O yaşlarda, çok ciddiyim cinsellik ne demek daha yeni yeni öğrenirken, kardeşim dediğim arkadaşım ve canımdan çok sevdiğim kişiyi yatakta o şekilde canlı görmek beni korkutmuştu. Çünkü o sıralar daha yeni öğreniyordum. Ve yaşıtlarımın aksine hiç canlı canlı izlememiştim. Filmlerde görsem kafamı çevirirdim. Edepli bir çocuktum ben. Saçma salak şeylere değil derslerime odaklı giderdim. Başka şeyler ilgimi çekmezdi. Yaşıtlarımdan çok farklıydım, çocuksuydum.

Ortaokulun son sınıfında bu durumdan dolayı hakkımda gay diye dedikodular çıkmıştı. Neredeyse bana yaklaşan bütün kızları itiyordum. Çünkü aynı şey olacak diye korkuyordum. Böyle olunca da herkes hemen damgayı yapıştırıyordu tabi.

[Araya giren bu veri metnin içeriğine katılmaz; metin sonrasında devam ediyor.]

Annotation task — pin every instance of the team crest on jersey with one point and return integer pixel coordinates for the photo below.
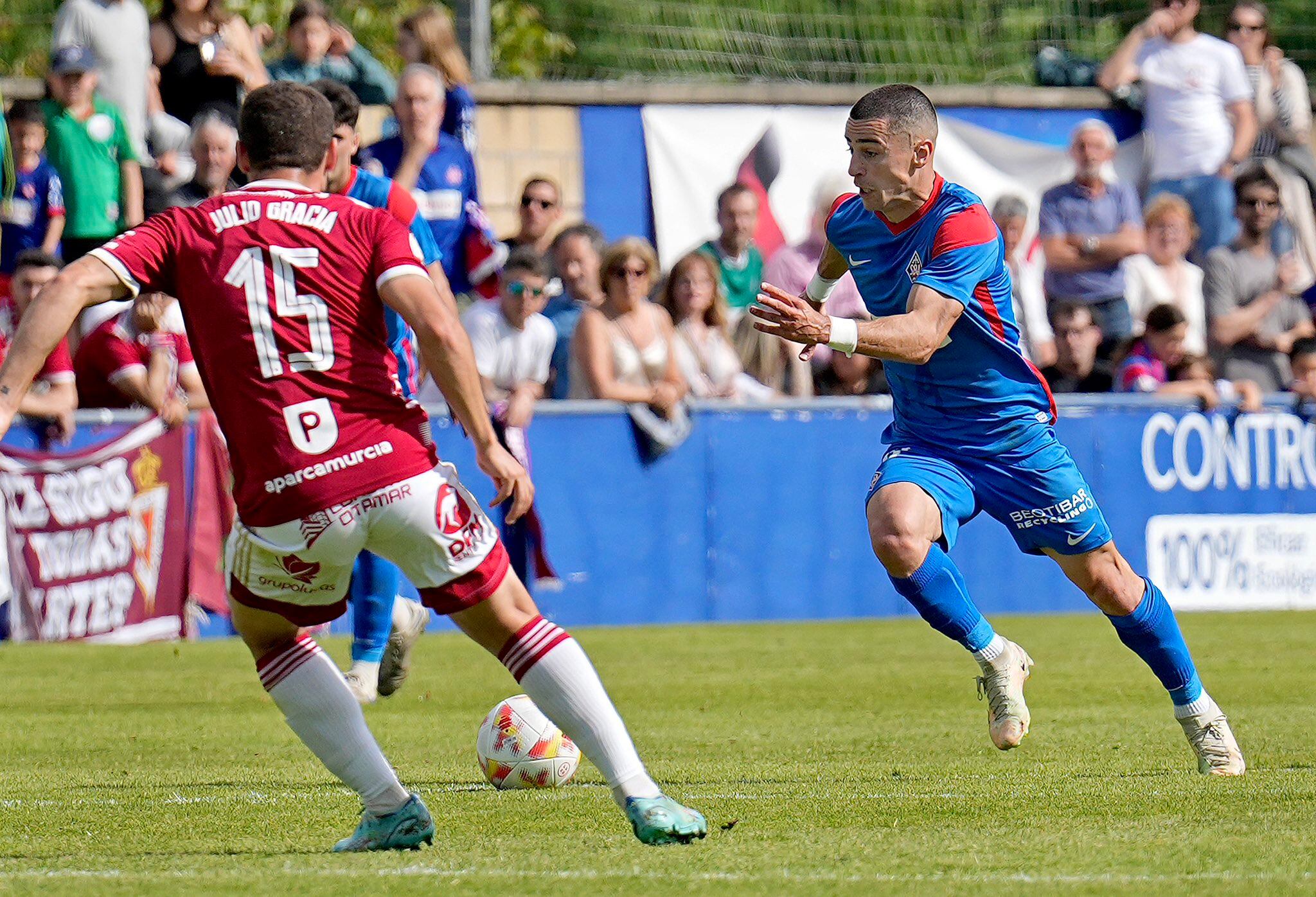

Ama Venüs... Onda neden aynı şey olmamıştı? Neden onu gördüğümde hep aklıma gelen o anlar gelmemişti? Oysa o da kız değil miydi? Hayır, o gayet güzel, mükemmel bir karakterde bir kızdı. Nedenini bilmiyordum ama cidden onu tanımak için can atıyordum.

Gerçek hesabımdan yazamazdım artık. Çünkü benim olduğumu  ve 25 yaşında bir adamın fake açıp böyle şeyler yaptığını öğrenirse benle hayatta konuşmazdı. Zaten gerçek hesabımdan yazma gibi bir cesaretim yoktu. Yaşadığım olay yıllar önce de olsa kaybettiğim tek şey aşka olan inancım değildi. Ona olan inancımı kaybederken aynı zamanda özgüvenimi de kaybetmiştim. Bu çok acınılası bir şeydi.